And Sam sobs because It's not okay, Dean. Please, stay with me. And he finds himself echoing Dean's words from that night at Stanford so, so, so long ago.
I can't do this alone.
Yes you can.
Yeah, well, I don't want to.
But Dean's still smiling, still happy that Sam's there, saying Sam's stronger than he is, always has been, and he better go get that happy ending and live to a ripe old age or he'll kick his ass because he promised.
And it's the mother of all chick flick moments but Sam doesn't care, he's telling Dean he loves him and Dean's saying it right back, and there's so many he things he wants to say but there's no time, so he just buries his head in Dean's chest just like he used to when he was little and innocent (was he ever innocent?) and Dean pulls him closer and whispers into his hair and then his last breath ghosts over him and Sam wails to whatever's left of those godforsaken heavens because his big brother's gone and something in him knows, just knows that he's not coming back this time.
Castiel comes to him when it's all over and tells him that there's been a treaty, a Holy Covenant that puts things back how they used to be, with the angels in Heaven watching but not interfering, guarding but not interacting, and the demons restrained to the shadows and unable to possess anyone. God has returned, Cas says, and Sam bitterly says it's about damn time. Sam is informed that he shouldn't worry, that Dean is in Heaven and, because as part of the Covenant Heaven is no longer made of billions of individual havens but open for anyone to go anywhere, he is with John and Mary and everyone he loves.
Everyone except me, Sam says, and the hated tears come before he can stop them.
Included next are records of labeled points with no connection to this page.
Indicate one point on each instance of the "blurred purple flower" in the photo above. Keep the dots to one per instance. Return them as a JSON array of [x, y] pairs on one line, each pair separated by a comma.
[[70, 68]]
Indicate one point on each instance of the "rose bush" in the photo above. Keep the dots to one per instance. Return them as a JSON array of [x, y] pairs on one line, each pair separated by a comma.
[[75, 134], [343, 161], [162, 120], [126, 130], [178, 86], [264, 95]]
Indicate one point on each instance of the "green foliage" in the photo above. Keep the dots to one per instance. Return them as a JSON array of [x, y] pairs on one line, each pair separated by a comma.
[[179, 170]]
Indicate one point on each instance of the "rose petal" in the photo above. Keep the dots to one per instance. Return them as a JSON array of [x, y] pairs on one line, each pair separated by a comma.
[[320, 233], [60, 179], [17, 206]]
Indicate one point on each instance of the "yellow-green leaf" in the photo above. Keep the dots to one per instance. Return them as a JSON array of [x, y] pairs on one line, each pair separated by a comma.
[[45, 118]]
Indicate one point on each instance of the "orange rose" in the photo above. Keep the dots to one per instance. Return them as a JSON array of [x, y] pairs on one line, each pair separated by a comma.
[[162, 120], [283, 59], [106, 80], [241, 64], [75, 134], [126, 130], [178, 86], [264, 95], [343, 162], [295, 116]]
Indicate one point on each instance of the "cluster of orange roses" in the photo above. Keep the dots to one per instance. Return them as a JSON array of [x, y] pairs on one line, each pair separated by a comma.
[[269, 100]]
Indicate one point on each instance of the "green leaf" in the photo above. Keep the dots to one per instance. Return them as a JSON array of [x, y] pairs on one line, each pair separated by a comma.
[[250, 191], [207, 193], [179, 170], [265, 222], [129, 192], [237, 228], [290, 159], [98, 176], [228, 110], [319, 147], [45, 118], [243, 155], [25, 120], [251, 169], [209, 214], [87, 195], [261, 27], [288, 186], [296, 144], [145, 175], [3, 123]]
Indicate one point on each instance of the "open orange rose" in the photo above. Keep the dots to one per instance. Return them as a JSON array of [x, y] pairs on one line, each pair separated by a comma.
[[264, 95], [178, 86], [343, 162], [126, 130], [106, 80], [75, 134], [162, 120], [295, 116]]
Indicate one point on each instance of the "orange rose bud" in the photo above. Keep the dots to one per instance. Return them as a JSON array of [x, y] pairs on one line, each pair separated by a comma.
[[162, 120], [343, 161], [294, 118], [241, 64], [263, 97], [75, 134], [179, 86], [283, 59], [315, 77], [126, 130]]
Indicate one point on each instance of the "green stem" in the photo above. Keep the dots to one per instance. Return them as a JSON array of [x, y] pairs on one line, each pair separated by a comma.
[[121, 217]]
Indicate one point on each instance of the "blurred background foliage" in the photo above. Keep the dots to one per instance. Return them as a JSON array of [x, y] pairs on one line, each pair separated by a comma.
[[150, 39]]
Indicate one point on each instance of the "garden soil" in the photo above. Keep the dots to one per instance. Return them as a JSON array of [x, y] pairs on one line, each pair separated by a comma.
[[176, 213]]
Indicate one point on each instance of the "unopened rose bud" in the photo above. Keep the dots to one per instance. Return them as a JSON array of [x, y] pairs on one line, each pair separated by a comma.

And Cas, Castiel the angel who has never shed a tear in his whole existence, weeps with him because he cared about Dean too, cared a lot, and the Covenant keeps him from ever speaking to the one who he had come to call friend- no, family.
Sam understands that this is goodbye, that he will never see Castiel again, and when the angel departs with a final flutter of wings Sam finds himself alone again, alone always, alone forever.
He doesn't hunt after that. He thinks it's because a part of him knows he would just throw himself recklessly into danger and wouldn't plan on coming back out.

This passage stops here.